A: The option in retail merchandising prepared students for a retail merchandising business career. The apparel studies option prepares students for careers in other areas of the apparel and textiles industry, other than retail merchandising. This option focuses on development, design, and marketing of materials and products within the apparel and textile market place, rather than to the ultimate consumer. Additionally, students may select a minor to enhance their learning as it specially relates to a field of interest such as theater design, visual merchandising, and museum curator work.
Yes, it is possible to earn a minor in business with program; it is best if a double minor is considered, as this allows for the combination of a specific area of interest other than retail merchandising w/ business background.
Q: Is an internship required?
A: An internship / field experience is required for the Retail Merchandising focus. It is an option for Apparel Studies students, but most choose to do the experiece.
Q: Where do students go for internships? Are they paid?
A: Students complete their internships in a variety of locations - may stay in the Fargo/Moohead area, some go to Minneapolis, Chicago, New York City, or Los Angeles. Retail stores are often the internship sites, however, students have opportunities at corporate offices such as Kohls, Vanity and Target, and at showrooms in NY or LA. Most internships are paid, but they tend to be unpaid in the fashion centers such as New York and LA.
Q: Are we placed into an internship or must we find our own?
A: Students find their own internship site, but opportunities are made available through faculty contacts.
Q: What kinds of careers does this major prepare me for?
A: This major prepares you for a variety of careers in the apparel and interior merchandising industries. Possible career paths include store manager, merchandise analyst, visual merchandise manager, product developer, buyer, business analyst, designer, showroom sales representative, and a marketing manager.
Q: What are the placement rates for graduates of the program? Starting salaries?
A: A typical starting salary range is $25,000 - $48,000. Placement rates are nearly 100% when graduates are flexible about location.
Q: Is this the best path of study to become a buyer?
A: The retail merchandising option is the very best degree for a career as a retail buyer.
Q: What career networking opportunities might be available during my four years of study?
A: Networking opportunities are provided to students in NDSU' ARMD program through 1) fashion industry professionals coming into classrooms to speak; 2) summer internships for college credit in professional work envirionments; 3) study tours focusing on the fashion industry in major cities in teh USA and internationally; 4) activities and programs sponsored by the ARMD student group, the Fashion Apparel and Business Organization (FABO).
Q: Is the retail option realistic if I know I want to stay in rural ND?
A: This depends on what the student wants to pursue as a career in a rural area. If the student wants to open his/her own retial or apparel related business, yes, this iwll provide a great background for this employment.
Q: Do I have to know how to sew to be successful in this option?

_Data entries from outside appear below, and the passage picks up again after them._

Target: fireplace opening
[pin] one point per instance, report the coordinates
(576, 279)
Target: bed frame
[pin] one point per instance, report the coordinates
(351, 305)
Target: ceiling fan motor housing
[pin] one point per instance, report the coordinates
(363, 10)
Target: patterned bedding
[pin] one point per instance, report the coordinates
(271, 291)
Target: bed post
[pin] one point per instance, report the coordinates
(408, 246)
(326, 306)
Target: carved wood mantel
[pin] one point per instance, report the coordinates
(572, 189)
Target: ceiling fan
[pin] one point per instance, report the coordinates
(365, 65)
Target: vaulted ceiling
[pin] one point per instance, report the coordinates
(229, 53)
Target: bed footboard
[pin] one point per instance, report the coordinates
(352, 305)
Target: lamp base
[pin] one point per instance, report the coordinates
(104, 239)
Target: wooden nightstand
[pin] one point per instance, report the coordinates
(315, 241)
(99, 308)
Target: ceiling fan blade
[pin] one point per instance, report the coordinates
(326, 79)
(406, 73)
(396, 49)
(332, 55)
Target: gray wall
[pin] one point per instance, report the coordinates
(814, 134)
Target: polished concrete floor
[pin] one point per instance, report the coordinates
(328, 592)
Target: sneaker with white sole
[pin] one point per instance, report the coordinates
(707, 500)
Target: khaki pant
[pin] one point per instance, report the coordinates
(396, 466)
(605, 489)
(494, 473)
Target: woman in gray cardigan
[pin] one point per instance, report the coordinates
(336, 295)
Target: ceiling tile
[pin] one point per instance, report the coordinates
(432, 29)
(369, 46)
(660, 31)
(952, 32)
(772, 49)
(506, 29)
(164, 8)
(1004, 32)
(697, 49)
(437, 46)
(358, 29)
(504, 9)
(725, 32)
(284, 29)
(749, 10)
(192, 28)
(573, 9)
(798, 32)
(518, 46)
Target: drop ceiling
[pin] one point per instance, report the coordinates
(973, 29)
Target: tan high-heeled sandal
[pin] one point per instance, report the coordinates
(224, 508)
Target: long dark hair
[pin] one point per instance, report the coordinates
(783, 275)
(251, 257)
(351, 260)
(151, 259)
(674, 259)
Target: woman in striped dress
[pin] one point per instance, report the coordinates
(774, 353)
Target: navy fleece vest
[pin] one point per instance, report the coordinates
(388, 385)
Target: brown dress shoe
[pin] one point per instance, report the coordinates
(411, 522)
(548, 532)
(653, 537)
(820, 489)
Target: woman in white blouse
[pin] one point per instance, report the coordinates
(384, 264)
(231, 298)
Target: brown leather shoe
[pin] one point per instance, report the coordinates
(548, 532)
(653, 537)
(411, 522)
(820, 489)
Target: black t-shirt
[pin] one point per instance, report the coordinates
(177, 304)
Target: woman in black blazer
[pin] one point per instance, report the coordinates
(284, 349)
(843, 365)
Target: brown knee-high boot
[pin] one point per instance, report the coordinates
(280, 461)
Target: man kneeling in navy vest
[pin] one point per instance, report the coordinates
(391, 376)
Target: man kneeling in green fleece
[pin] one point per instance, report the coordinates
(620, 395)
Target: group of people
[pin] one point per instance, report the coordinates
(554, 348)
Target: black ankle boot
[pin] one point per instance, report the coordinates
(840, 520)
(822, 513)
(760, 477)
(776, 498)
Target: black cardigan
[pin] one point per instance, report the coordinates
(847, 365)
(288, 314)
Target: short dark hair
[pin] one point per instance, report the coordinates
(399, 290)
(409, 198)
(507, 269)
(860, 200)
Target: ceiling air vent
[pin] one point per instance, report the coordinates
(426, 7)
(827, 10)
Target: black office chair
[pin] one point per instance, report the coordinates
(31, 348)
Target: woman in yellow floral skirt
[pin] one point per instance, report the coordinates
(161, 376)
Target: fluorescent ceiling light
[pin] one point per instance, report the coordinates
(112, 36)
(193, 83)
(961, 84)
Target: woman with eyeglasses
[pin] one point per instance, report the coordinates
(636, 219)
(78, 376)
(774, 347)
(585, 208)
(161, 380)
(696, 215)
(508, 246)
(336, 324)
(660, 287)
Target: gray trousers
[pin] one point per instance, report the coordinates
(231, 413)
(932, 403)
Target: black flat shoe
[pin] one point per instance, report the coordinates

A: No, one does not need to know how to sew to be in this major. Hoever, if a student wants to participate in the FIT fashion design program, it is assumed students have clothing construction skills.
Q: What student organizations are associated with this major? How do I get involved?
A: The Fashion Apparel and Business Organization (FABO) brings in speakers and organizes field trips and other activities to provide interaction with professionals. Other organizations / the college and University provides further opportunities for leadership development and contact with professionals.